The 22 artists he selected define the subject broadly. They go back and forth from celebrating the beauty of desert flora and fauna to examining the forces that threaten life in the borderlands. They look at the lifesaving water that splashes through arroyos and at the deadly droughts that dry it up. They consider the impact of the border wall on migratory wildlife. And, like Durazo, they agonize over the human carnage in the desert.

Jim Waid, one of Tucson's best painters, revels in the desert's glories. His joyous "Honey Creek," an acrylic on canvas, is a gloriously sun-dappled scene of half-abstracted barrel cacti, flowers and birds. In a sense Waid owes his career to desert corridors: his meandering hikes through Tucson's dry washes in his early years here, he writes, enlightened him to the "possibilities of making paintings."

The tricky topic of water is tackled in textiles and photos. Miriam Otte focuses on the pure beauty of an arroyo in full flow in "Wash," an art quilt that exults in water's many shades of blue. But quilter Alison A. Banks laments Arizona's long-ago loss of the Santa Cruz, once a river, now a parched wash, dried up by human intervention. Banks's "Save the Santa Cruz River" is another quilted delight: using hand-dyed and commercial fabric, she's stitched together a pretty aerial map of the river that once ran through Tucson.

Anyone who's hiked in bone-dry, drought-plagued Sabino of late will cringe to see the fulsome waters in Bill Kaufman's "Sonoran Desert Toads Mating in Sabino Creek."

This photo on metal pictures a pair of toads cavorting in flagrante in the creek's bountiful waters in wetter times. The toads, Kaufman points out, need the stream to breed and survive. Toads aren't the only ones. A growing human population is straining a limited water supply throughout the Southwest.

Elsewhere on the animal front, Lydia Miszuk celebrates a bobcat thriving in its healthy native habitat. "Rufus Lynx Arizona Bobcat," a charming 3D wall work, has the cat striding along a plant-filled desert path. The piece is ingeniously crafted of paper handmade from saguaro, prickly pear and agave fibers.

Pat Frederick, a retired vet, made a sinuous metal sculpture of another desert cat: the charismatic jaguar. Her "Corazón" honors a real-life jaguar that was shot to death in Mexico. The species has made a comeback of sorts in southern Arizona and northern Mexica, but its path to recovery is full of obstacles. One was recently photographed in the vicinity of the proposed Rosemont Mine, a giant pit affair that would not only push out the jaguar but damage Arizona's wetlands. And the jaguars are also threatened by the existing border wall, which has disrupted wildlife migration routes across the borderlands.

The wall itself is depicted in a deceptively whimsical painting by Michael B. Mason, "Crossroads," who details the species harmed by the barrier. Charles Hedgcock's bracing aerial photo taken near the Huachucas gives a long view of the linear scar the wall has carved into the landscape.

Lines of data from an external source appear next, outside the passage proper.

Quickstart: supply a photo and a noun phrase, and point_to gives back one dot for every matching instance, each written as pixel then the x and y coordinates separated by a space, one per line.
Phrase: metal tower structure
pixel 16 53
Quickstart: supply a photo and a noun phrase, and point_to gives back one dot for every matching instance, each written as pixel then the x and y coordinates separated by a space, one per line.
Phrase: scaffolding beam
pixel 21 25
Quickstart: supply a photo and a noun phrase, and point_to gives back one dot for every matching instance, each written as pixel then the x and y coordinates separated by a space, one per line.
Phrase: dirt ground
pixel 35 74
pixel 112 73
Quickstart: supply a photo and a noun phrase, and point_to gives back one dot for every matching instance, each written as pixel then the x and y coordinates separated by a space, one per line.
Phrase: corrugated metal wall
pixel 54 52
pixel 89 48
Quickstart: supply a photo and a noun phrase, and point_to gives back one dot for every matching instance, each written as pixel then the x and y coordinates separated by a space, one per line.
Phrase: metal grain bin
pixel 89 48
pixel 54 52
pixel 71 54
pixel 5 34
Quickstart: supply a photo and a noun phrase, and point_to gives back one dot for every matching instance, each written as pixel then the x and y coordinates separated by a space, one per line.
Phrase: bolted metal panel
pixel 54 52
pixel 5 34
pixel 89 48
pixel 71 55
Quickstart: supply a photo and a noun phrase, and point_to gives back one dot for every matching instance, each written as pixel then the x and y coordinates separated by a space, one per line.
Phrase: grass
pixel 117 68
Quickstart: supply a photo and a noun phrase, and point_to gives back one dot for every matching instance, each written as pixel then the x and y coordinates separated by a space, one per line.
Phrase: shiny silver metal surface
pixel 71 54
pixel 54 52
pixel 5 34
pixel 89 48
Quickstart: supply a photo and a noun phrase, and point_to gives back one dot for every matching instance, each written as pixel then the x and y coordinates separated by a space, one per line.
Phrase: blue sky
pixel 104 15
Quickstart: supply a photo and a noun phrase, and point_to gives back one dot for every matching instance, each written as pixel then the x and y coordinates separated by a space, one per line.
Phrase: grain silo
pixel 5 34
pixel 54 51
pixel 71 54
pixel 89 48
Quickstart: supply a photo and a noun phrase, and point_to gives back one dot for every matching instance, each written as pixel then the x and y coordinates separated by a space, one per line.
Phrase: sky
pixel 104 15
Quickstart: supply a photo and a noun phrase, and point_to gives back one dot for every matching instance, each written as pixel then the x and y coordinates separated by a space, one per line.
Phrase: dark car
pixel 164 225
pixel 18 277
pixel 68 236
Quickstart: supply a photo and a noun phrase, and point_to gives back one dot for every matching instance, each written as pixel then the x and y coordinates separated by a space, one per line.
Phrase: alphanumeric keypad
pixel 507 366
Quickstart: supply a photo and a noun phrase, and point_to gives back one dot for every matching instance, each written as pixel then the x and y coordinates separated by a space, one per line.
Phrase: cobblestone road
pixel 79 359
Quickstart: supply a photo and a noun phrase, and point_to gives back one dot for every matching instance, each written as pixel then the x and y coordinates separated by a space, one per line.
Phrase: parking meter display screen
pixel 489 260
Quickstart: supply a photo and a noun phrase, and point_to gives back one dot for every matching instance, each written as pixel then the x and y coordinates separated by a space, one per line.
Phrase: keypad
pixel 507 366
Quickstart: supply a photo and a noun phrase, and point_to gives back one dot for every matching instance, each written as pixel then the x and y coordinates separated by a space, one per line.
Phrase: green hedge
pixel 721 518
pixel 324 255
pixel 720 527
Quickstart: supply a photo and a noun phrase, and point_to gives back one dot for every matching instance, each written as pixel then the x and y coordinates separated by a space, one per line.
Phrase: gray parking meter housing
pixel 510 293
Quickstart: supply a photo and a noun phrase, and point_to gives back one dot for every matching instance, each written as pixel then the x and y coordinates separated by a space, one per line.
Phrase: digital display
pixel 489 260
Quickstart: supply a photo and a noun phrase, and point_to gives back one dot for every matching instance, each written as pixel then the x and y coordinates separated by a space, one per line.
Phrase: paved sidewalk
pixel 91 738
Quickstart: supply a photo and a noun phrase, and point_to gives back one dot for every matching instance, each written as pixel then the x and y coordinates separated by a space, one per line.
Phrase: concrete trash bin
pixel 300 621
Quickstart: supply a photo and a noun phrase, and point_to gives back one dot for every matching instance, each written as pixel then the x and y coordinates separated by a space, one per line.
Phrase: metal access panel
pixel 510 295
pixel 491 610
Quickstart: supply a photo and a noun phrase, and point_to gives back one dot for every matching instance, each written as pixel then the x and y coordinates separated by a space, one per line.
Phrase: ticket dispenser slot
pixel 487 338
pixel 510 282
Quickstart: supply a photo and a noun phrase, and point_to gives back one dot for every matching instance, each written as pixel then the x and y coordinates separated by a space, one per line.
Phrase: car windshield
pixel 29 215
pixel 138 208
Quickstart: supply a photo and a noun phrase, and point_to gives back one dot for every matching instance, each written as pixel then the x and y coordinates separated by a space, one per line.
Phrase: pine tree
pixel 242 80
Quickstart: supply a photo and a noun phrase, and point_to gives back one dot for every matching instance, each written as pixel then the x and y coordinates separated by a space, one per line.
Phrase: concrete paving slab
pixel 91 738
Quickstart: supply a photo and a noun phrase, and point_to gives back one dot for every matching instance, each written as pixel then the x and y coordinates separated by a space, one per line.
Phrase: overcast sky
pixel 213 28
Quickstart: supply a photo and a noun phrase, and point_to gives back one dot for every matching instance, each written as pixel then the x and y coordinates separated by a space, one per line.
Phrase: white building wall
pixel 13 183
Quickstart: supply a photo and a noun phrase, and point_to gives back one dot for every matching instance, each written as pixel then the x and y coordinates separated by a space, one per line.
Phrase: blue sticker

That wall does more than deter wildlife, trigger floods and damage the land. It also kills, by pushing migrants into ever more remote wilderness. Alvaro Enciso records their deaths in red metal wall pieces that mimic the red dots on Humane Borders's maps: one dot for every death.

Stu Jenks grieves the loss of a migrant mother, father and baby in his photo "The Ghosts of the Gutierrez Family, the Sonoran Desert, Arizona." The family died together in the desert, in a stand of saguaros, as they made their way from Magdalena to Phoenix. Jenks photographed the place where they perished, and filled it with a mournful spectral light.